The body is a functional movement system designed for versatility, adaptability and survival. Movement is a carefully constructed and complicated orchestra of muscular movement controlled and coordinated by a web of neurological input. To move and perform safely at your peak year-in and year-out requires symmetry of strength, movement, or balance. Balance within your body is the key to healthy functional movement.

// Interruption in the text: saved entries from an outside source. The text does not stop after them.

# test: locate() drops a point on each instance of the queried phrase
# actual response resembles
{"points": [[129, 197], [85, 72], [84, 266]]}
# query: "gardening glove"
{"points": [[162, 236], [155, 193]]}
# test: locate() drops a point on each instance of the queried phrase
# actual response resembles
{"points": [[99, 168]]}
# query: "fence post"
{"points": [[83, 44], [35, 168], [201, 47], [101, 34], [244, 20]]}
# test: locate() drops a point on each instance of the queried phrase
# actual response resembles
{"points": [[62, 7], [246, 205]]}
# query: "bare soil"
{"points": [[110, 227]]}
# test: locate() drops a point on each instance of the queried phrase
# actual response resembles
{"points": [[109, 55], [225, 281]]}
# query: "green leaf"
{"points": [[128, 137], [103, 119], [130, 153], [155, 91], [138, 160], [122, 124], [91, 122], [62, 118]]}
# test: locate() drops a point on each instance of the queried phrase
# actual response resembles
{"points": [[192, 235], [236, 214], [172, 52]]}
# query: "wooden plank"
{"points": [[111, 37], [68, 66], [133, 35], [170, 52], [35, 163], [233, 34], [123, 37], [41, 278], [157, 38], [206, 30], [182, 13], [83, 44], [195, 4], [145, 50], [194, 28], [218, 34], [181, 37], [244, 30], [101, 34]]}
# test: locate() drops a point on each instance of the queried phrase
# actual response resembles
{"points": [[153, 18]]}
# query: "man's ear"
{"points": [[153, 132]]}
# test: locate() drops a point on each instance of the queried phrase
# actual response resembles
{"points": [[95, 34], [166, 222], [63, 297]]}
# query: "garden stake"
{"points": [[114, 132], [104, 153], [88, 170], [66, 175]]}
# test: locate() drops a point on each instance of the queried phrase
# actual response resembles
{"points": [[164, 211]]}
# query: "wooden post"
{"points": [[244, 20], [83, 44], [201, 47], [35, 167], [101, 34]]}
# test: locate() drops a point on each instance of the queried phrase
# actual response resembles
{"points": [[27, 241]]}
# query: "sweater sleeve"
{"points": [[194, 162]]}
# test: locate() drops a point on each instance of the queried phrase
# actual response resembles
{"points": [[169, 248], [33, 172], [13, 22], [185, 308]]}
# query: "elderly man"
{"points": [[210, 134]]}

What is the Functional Movement Screen?
The functional movement screen is an assessment tool used to identify and correct imbalances in the body that restrict full range of motion and functional movement (i.e. tight hips, shoulders, weak lower backs, ankles, etc).
All muscles in the front of your body tend to shorten – abdominal, hip flexors, quadriceps, pectoral, biceps and neck. The muscles on the backside of your body get short and tight too – calves and hamstrings, which, interestingly enough, causes your butt to get flat. Short, tight muscles disrupt your ability to move the way you were designed.
Restricted movement patterns will lead to injuries because you are not moving the way you were meant to move. When you load the body experiencing restricted movement with weights or running for instance, you greatly intensify the risk of serious injury. Any training instructor that does not identify and discuss corrective strategies for your restricted movement is setting you up for injury and severely limiting your health and fitness goals.
Correcting imbalances identified through the functional movement screen eliminates compensated movements and increases muscular and skeletal efficiency by reprogramming muscles to work in the sequence they were designed to. The result is a body that has the ability to move the right muscles at the right time in the right patterns with the appropriate amount of force.
Practically speaking, functional movement produces significant weight-loss, flexibility and joint mobility, functional strength, vigor and vitality. This means that you can resume dancing, hiking, activities of daily living and other pleasurable activities previously limited by restricted movement.
Now is the time for better movement and intense fun-filled experiences.